6. On whether a Muslim should be president or nominated to the Supreme Court
"I would not advocate that we put a Muslim in charge of this nation. I absolutely would not agree with that," Carson told NBC News' Chuck Todd during the episode of "Meet the Press" that aired Sept. 20.
He went on to say that Muslim members of Congress are a different situation, but that it depends who that person is and "what their policies are, just as it depends on what anybody else says, you know."
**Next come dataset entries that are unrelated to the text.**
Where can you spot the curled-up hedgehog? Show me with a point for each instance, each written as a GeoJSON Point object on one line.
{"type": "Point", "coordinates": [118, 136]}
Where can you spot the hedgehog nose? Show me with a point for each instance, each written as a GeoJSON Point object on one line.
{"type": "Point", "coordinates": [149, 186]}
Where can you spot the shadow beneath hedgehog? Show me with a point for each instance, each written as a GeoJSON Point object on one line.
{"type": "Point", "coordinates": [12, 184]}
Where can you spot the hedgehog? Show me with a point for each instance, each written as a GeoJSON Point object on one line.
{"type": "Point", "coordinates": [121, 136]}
"And, you know, if there's somebody who's of any faith, but they say things, and their life has been consistent with things that will elevate this nation and make it possible for everybody to succeed, and bring peace and harmony, then I'm with them," he explained.
Weeks later, Carson addressed his stance toward the third branch of the government.
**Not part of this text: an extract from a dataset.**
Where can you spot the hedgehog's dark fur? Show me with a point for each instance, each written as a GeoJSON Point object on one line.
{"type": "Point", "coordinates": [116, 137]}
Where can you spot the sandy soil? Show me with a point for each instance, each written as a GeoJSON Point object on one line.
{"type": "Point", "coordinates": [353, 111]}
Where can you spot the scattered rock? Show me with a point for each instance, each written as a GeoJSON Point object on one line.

"If I were the one nominating such a person, I would spend a good deal of time looking at their background and seeing if it is consistent with the kinds of standards that we expect from such a position," Carson told Hugh Hewitt in an Oct. 1 interview. "I would take that into account much more than what they had to say. It’s been part of the problem, I think, with some of the selections. We listen to what they say and not what they have done."
Carson said that he would not have a problem with nominating a Muslim to a judicial position so long as her or she is "willing to accept the principles and values of America and our Constitution."

7. On whether being gay is a choice
Two months before he declared his candidacy, Carson sat down on CNN's "New Day" and in the course of the interview remarked that being gay was a choice, citing the example of people who go to prison straight and come out gay.
"A lot of people who go into prison straight and when they come out they’re gay, so did something happen while they were in there? Ask yourself that question," he told Chris Cuomo.
Carson apologized later in the day.
"I do not pretend to know how every individual came to their sexual orientation. I regret that my words to express that concept were hurtful and divisive. For that I apologize unreservedly to all that were offended," he said.

8. On the worst thing since slavery
At the Values Voter Summit in October 2013, Carson remarked that "Obamacare is really I think the worst thing that has happened in this nation since slavery."
"And it is in a way, it is slavery in a way, because it is making all of us subservient to the government, and it was never about health care. It was about control," he said.
On a separate occasion, Carson suggested that Obamacare was worse than 9/11, though he walked back the comments back the next day.

9. Americans are living in a 'Gestapo age'
At a March 2014 event in New York, a reporter for Breitbart News asked Carson, "I've been told that he [Carson] said we're living in a 'Gestapo age'. What do you mean by that?"
“I mean very much like Nazi Germany — and I know you’re not supposed to talk about Nazi Germany but I don’t care about political correctness — you know, you had a government using its tools to intimidate a population,” Carson said. “We now live in a society where people are afraid to say what they actually believe, and it's because of the PC police, it's because of politicians, because of news — all of these things are combining to stifle people's conversation.”